APS1/APECED patients are defined by defects in the autoimmune regulator (AIRE) that mediates central T cell tolerance to many self-antigens. AIRE deficiency also affects B cell tolerance, but this is incompletely understood. Here we show that most APS1/APECED patients displayed B cell autoreactivity toward unique sets of approximately 100 self-proteins. Thereby, autoantibodies from 81 patients collectively detected many thousands of human proteins. The loss of B cell tolerance seemingly occurred during antibody affinity maturation, an obligatorily T cell-dependent step. Consistent with this, many APS1/APECED patients harbored extremely high-affinity, neutralizing autoantibodies, particularly against specific cytokines. Such antibodies were biologically active in vitro and in vivo, and those neutralizing type I interferons (IFNs) showed a striking inverse correlation with type I diabetes, not shown by other anti-cytokine antibodies. Thus, naturally occurring human autoantibodies may actively limit disease and be of therapeutic utility.

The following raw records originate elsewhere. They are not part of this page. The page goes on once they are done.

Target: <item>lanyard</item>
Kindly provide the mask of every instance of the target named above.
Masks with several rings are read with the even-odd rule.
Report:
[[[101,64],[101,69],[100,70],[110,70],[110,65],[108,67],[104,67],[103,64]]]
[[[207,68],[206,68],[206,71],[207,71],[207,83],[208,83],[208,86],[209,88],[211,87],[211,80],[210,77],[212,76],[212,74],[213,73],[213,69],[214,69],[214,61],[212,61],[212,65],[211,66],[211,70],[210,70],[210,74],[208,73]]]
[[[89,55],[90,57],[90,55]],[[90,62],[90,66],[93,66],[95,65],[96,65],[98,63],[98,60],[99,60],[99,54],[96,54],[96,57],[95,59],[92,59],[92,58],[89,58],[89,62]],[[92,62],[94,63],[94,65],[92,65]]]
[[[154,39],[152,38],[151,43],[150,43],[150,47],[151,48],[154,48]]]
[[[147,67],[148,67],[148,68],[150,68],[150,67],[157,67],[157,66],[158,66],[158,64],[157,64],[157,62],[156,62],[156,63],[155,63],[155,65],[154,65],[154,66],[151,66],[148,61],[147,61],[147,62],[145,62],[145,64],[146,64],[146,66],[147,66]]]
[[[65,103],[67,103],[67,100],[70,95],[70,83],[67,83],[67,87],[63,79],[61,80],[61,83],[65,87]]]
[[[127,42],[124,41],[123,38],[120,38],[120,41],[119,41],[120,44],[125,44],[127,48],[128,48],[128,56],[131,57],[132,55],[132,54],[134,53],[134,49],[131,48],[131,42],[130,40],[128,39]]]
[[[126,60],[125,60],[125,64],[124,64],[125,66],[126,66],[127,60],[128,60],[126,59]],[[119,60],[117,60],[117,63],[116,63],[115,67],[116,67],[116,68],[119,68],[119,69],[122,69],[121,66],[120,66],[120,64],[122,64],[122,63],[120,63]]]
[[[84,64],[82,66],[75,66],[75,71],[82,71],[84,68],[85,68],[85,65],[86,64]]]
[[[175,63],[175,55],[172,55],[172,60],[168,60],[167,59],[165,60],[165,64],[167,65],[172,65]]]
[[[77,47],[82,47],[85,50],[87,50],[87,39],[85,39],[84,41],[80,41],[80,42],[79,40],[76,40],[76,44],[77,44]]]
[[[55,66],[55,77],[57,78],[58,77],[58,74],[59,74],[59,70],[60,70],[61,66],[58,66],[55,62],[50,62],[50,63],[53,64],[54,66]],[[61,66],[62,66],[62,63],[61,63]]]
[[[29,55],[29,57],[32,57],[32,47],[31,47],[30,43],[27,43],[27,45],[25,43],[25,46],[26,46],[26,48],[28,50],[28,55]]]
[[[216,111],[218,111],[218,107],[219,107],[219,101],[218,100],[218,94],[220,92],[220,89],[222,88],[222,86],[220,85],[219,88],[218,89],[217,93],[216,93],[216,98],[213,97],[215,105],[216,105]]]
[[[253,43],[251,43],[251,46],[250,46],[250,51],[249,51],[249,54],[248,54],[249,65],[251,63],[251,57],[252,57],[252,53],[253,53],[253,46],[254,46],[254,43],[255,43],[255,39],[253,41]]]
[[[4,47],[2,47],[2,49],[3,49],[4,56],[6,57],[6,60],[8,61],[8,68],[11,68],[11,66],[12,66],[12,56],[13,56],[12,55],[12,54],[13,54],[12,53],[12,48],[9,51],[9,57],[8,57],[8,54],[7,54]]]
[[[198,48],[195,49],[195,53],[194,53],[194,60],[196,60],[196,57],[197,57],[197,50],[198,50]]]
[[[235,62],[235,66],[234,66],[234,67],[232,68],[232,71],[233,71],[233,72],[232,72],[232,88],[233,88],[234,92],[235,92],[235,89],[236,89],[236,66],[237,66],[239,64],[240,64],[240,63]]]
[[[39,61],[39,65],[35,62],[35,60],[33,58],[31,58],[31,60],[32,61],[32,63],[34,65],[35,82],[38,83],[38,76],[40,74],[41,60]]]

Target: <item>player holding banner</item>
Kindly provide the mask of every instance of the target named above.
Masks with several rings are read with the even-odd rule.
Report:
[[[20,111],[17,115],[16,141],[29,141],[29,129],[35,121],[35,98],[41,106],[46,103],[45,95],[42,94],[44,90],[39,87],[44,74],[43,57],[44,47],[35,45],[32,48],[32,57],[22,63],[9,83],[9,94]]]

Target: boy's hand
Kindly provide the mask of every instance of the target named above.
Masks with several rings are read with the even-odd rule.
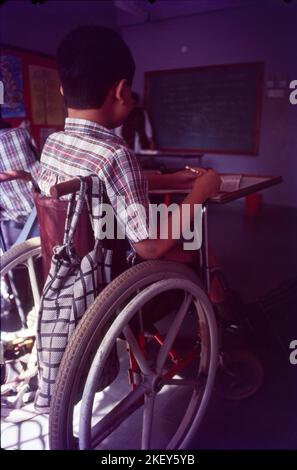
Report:
[[[190,170],[181,170],[172,173],[172,187],[175,189],[192,188],[195,180],[207,173],[204,168],[194,168],[195,173]]]
[[[220,190],[221,178],[214,170],[206,171],[201,177],[196,178],[193,189],[203,192],[205,200],[216,196]]]

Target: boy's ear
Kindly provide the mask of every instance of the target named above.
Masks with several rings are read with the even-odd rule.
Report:
[[[123,79],[120,80],[119,83],[115,87],[115,97],[117,100],[119,100],[121,103],[125,101],[125,92],[127,88],[127,80]]]

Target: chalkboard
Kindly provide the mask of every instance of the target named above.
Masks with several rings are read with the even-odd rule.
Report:
[[[263,63],[145,74],[145,107],[160,150],[256,155]]]

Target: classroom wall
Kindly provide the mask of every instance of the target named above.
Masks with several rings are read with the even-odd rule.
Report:
[[[137,64],[135,90],[142,93],[145,71],[249,61],[264,61],[264,84],[297,79],[297,5],[263,3],[122,28]],[[284,183],[263,198],[297,206],[297,105],[288,96],[287,88],[284,98],[268,98],[264,85],[258,156],[212,154],[203,162],[224,172],[282,175]]]
[[[9,0],[1,6],[1,42],[54,55],[67,32],[82,24],[116,27],[110,0],[51,0],[44,4]]]

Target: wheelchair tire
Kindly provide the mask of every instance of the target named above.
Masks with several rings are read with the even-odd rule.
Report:
[[[170,290],[169,288],[167,289],[167,285],[170,287]],[[169,397],[171,396],[171,393],[173,393],[171,392],[172,389],[178,389],[178,393],[180,393],[181,387],[179,384],[183,385],[183,389],[188,386],[190,388],[192,387],[193,390],[191,388],[191,390],[188,392],[190,397],[189,405],[187,408],[185,408],[184,415],[181,417],[181,424],[178,425],[179,427],[177,431],[169,437],[168,442],[166,441],[165,444],[163,442],[162,444],[149,442],[150,438],[148,438],[146,434],[148,434],[148,432],[153,434],[153,430],[151,425],[144,425],[144,427],[146,426],[146,430],[144,431],[142,429],[142,442],[139,447],[150,448],[151,446],[156,446],[159,448],[160,445],[161,448],[187,448],[205,414],[214,385],[217,368],[218,343],[216,320],[210,301],[204,293],[199,279],[192,270],[184,265],[168,261],[146,261],[139,265],[133,266],[119,275],[99,294],[95,302],[90,306],[90,308],[82,317],[73,336],[71,337],[59,368],[55,384],[55,392],[51,402],[49,416],[49,442],[51,449],[86,449],[98,448],[98,445],[101,445],[100,442],[99,444],[96,442],[93,447],[92,443],[88,442],[88,435],[90,435],[91,430],[88,429],[89,417],[87,415],[92,415],[93,405],[91,402],[94,399],[96,390],[98,389],[98,382],[100,382],[102,379],[100,374],[102,373],[102,370],[105,370],[104,365],[106,366],[106,361],[104,362],[104,358],[108,358],[108,355],[110,354],[114,344],[119,344],[120,340],[122,340],[125,335],[128,336],[128,332],[130,337],[132,335],[133,339],[134,327],[131,327],[131,322],[136,319],[136,316],[139,318],[139,312],[142,311],[142,307],[138,308],[138,305],[142,305],[147,298],[150,299],[151,292],[167,292],[166,289],[168,290],[168,294],[172,290],[176,291],[176,289],[180,289],[185,292],[183,303],[178,308],[178,313],[176,315],[186,315],[189,312],[189,315],[192,315],[191,309],[189,307],[193,305],[195,307],[193,321],[197,322],[200,336],[198,333],[197,337],[195,335],[192,336],[193,344],[196,348],[195,354],[199,354],[199,360],[197,360],[194,364],[190,364],[190,366],[186,365],[186,368],[189,369],[189,372],[186,372],[186,374],[192,373],[191,368],[195,369],[193,372],[193,379],[191,378],[187,381],[187,379],[184,378],[184,375],[182,375],[184,374],[183,371],[181,371],[179,375],[177,374],[178,378],[175,379],[175,375],[171,375],[170,377],[170,374],[174,373],[172,370],[174,370],[175,365],[172,367],[172,369],[168,368],[169,366],[166,362],[169,361],[167,359],[168,356],[164,356],[163,353],[163,363],[166,363],[167,375],[165,372],[163,373],[163,369],[165,370],[164,364],[162,366],[163,368],[160,366],[161,369],[158,372],[159,375],[157,375],[157,372],[155,372],[154,369],[154,372],[151,374],[152,378],[154,380],[158,379],[160,383],[162,380],[163,382],[160,387],[156,386],[154,388],[151,395],[156,395],[156,397],[159,397],[159,395],[161,395],[159,391],[163,389],[164,392],[166,388],[164,384],[167,383],[169,384],[168,388],[171,387],[170,394],[168,393]],[[122,308],[121,311],[119,311],[120,308]],[[136,313],[134,312],[133,308],[134,310],[136,308]],[[179,328],[183,328],[185,324],[186,323],[183,320]],[[176,336],[179,333],[179,330],[175,328],[175,326],[172,330],[171,326],[169,325],[169,333],[167,336],[169,336],[170,331],[173,331]],[[164,345],[162,346],[164,348],[167,336],[165,335]],[[198,336],[199,341],[197,339]],[[128,344],[129,341],[130,339],[127,340]],[[151,348],[151,339],[148,339],[147,341],[149,342],[149,347]],[[176,341],[175,337],[174,341]],[[167,343],[167,346],[169,343],[170,341]],[[132,340],[130,341],[130,347],[131,349],[135,348],[135,350],[133,349],[133,353],[135,351],[137,353],[138,346],[135,346],[135,341],[134,346],[131,346],[131,344],[133,345]],[[162,347],[160,348],[160,351],[162,350]],[[198,349],[199,353],[197,353]],[[160,359],[160,357],[162,357],[162,353],[158,352],[158,354],[156,370],[158,368],[158,361],[162,365],[162,359]],[[96,363],[96,361],[98,362],[98,357],[99,362],[102,362],[102,360],[104,362],[104,364],[101,364],[102,367],[100,364],[98,366],[98,363]],[[187,360],[189,361],[187,357],[188,356],[185,355],[186,359],[182,359],[184,360],[185,364],[187,364]],[[196,359],[196,356],[193,357]],[[148,363],[146,363],[146,359],[143,359],[143,362],[145,363],[145,367],[151,367],[148,366]],[[187,377],[187,375],[185,377]],[[129,396],[132,397],[134,392],[138,395],[142,393],[142,390],[144,390],[145,380],[146,379],[143,379],[143,382],[140,383],[140,385],[136,385],[136,388],[132,390],[132,392],[128,393],[128,400]],[[119,389],[116,385],[117,381],[114,383],[115,393],[118,393]],[[78,397],[81,398],[79,390],[83,387],[84,392],[80,408],[81,410],[85,409],[85,411],[80,415],[78,432],[76,432],[76,424],[74,422],[75,405],[78,401]],[[110,386],[110,390],[112,390],[112,385]],[[106,392],[103,391],[101,393],[104,395]],[[148,420],[150,421],[150,417],[148,418],[146,400],[149,401],[149,397],[151,395],[150,393],[143,394],[143,419],[146,422]],[[115,409],[118,406],[121,406],[121,403],[126,403],[127,397],[125,396],[123,399],[120,399],[120,405],[117,404]],[[135,410],[138,413],[138,409],[141,408],[139,405],[139,400],[138,398],[136,401],[134,399],[134,405],[132,407],[130,406],[130,408],[129,405],[127,406],[127,409],[124,411],[123,418],[125,416],[129,420]],[[150,405],[148,405],[148,407],[149,406]],[[167,405],[165,408],[166,407]],[[115,416],[115,412],[112,411],[111,415],[112,413],[114,413],[113,416]],[[108,419],[109,414],[106,416]],[[124,419],[121,419],[121,423],[123,421]],[[103,422],[105,421],[103,420]],[[91,427],[91,423],[89,424],[89,427]],[[85,426],[87,427],[87,431],[82,430]],[[111,426],[111,428],[112,427],[113,426]],[[130,427],[128,427],[128,431],[125,431],[126,434],[130,433],[129,430]],[[110,434],[109,431],[107,431],[108,435]],[[111,430],[111,434],[112,432],[113,430]],[[104,439],[101,440],[104,441]],[[110,447],[110,442],[108,442],[107,445],[108,448],[112,448]],[[113,445],[118,445],[117,440]],[[130,445],[131,444],[127,444],[128,448]]]

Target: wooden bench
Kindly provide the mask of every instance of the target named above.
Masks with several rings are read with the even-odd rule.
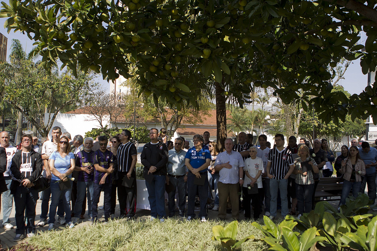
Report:
[[[323,177],[319,178],[319,181],[315,191],[316,202],[320,201],[321,197],[333,197],[342,195],[343,188],[343,181],[339,177]],[[327,200],[339,200],[340,198],[328,198]]]

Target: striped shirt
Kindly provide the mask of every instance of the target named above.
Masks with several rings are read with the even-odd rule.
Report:
[[[128,172],[129,171],[132,163],[132,156],[137,154],[136,147],[131,141],[120,145],[116,151],[118,171]]]
[[[328,161],[328,160],[327,159],[327,153],[320,148],[316,153],[314,152],[314,149],[311,149],[309,150],[309,155],[313,157],[314,160],[316,161],[316,163],[317,163],[317,165],[321,164],[322,161],[325,161],[326,162]],[[314,153],[316,155],[314,157],[313,156],[313,153]],[[320,170],[322,170],[322,168],[323,168],[323,167],[321,168],[318,167],[318,169]]]
[[[289,170],[289,166],[293,164],[293,158],[291,151],[284,147],[281,151],[274,147],[270,151],[268,162],[271,162],[270,173],[274,179],[282,179]]]
[[[307,158],[305,161],[309,161],[313,162],[313,165],[317,165],[316,161],[311,157],[308,157]],[[301,157],[299,157],[294,159],[294,169],[296,170],[302,171],[301,168],[301,163],[302,161],[301,160]],[[314,177],[313,177],[313,170],[311,170],[308,172],[308,174],[304,176],[302,173],[298,173],[296,174],[296,178],[295,181],[296,184],[299,185],[310,185],[314,184]]]
[[[249,149],[252,146],[253,146],[253,145],[249,144],[247,142],[245,142],[245,144],[243,145],[236,144],[233,146],[233,150],[234,152],[238,152],[239,153],[241,153],[241,152],[248,151]],[[243,157],[242,158],[244,161],[245,159],[247,158],[250,158],[250,155],[248,155],[246,157]]]

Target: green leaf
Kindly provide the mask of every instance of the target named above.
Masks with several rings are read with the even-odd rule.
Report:
[[[224,228],[222,226],[219,225],[214,226],[212,228],[212,232],[213,233],[213,236],[215,239],[219,241],[221,241],[221,238],[225,237]]]
[[[303,42],[302,42],[302,41],[295,41],[293,43],[291,44],[291,45],[288,47],[288,49],[287,50],[287,54],[292,54],[298,50],[299,48],[300,47],[300,46],[303,43]]]
[[[325,212],[323,214],[323,217],[322,219],[322,223],[325,230],[331,236],[334,236],[335,233],[335,227],[336,226],[336,220],[329,213]]]
[[[238,222],[233,220],[228,224],[224,228],[224,235],[235,240],[237,237],[237,233],[238,231]]]
[[[377,216],[374,217],[368,224],[368,234],[366,239],[369,240],[371,250],[377,251]]]
[[[288,247],[288,249],[290,251],[299,251],[300,244],[296,235],[287,228],[282,228],[281,231],[283,242]]]

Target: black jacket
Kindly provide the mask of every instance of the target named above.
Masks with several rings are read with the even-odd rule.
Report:
[[[166,163],[169,154],[166,144],[159,142],[156,145],[147,143],[144,145],[140,155],[141,164],[147,171],[153,165],[157,170],[153,173],[156,175],[166,175],[167,173]]]
[[[31,175],[29,177],[25,177],[25,175],[20,171],[20,167],[22,161],[22,151],[19,151],[16,152],[12,158],[11,166],[9,167],[12,179],[12,184],[11,185],[11,190],[21,184],[19,181],[28,179],[31,182],[34,182],[41,176],[41,174],[42,173],[42,167],[43,165],[43,162],[42,160],[42,156],[34,151],[32,151],[31,154],[31,165],[33,167],[33,172]]]

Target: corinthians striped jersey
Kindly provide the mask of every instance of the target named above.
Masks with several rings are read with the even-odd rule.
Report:
[[[293,164],[292,153],[286,147],[280,152],[276,147],[271,149],[268,155],[268,161],[272,162],[270,173],[276,179],[284,178],[288,172],[289,166]]]
[[[129,141],[125,144],[123,143],[119,145],[116,151],[116,158],[118,159],[118,171],[128,172],[132,163],[132,156],[137,155],[136,147],[133,143]]]

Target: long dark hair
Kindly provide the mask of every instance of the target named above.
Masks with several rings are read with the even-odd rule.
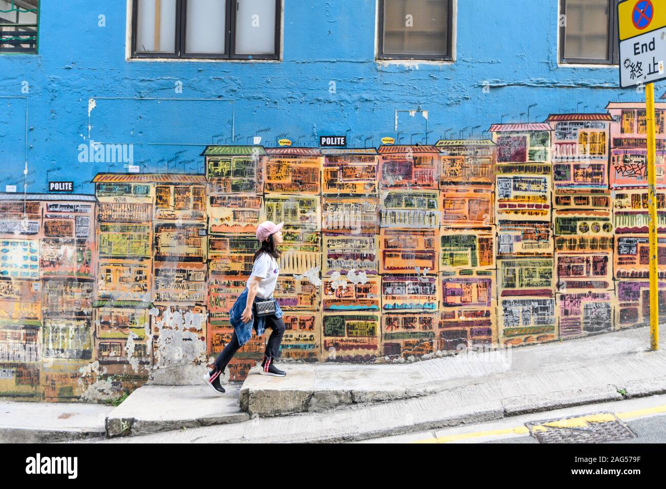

Each AIRE-deficient patient has a private repertoire of autoantibody reactivities
Loss of B cell tolerance occurs during T cell-dependent somatic hypermutation
Patient autoantibodies have unprecedented affinities for conformational epitopes
Patient autoantibodies can display disease-ameliorating properties in vivo
Self-reactive antibodies specific for type I interferons are associated with protection against type I diabetes in patients with an autoimmune syndrome caused by mutations in AIRE.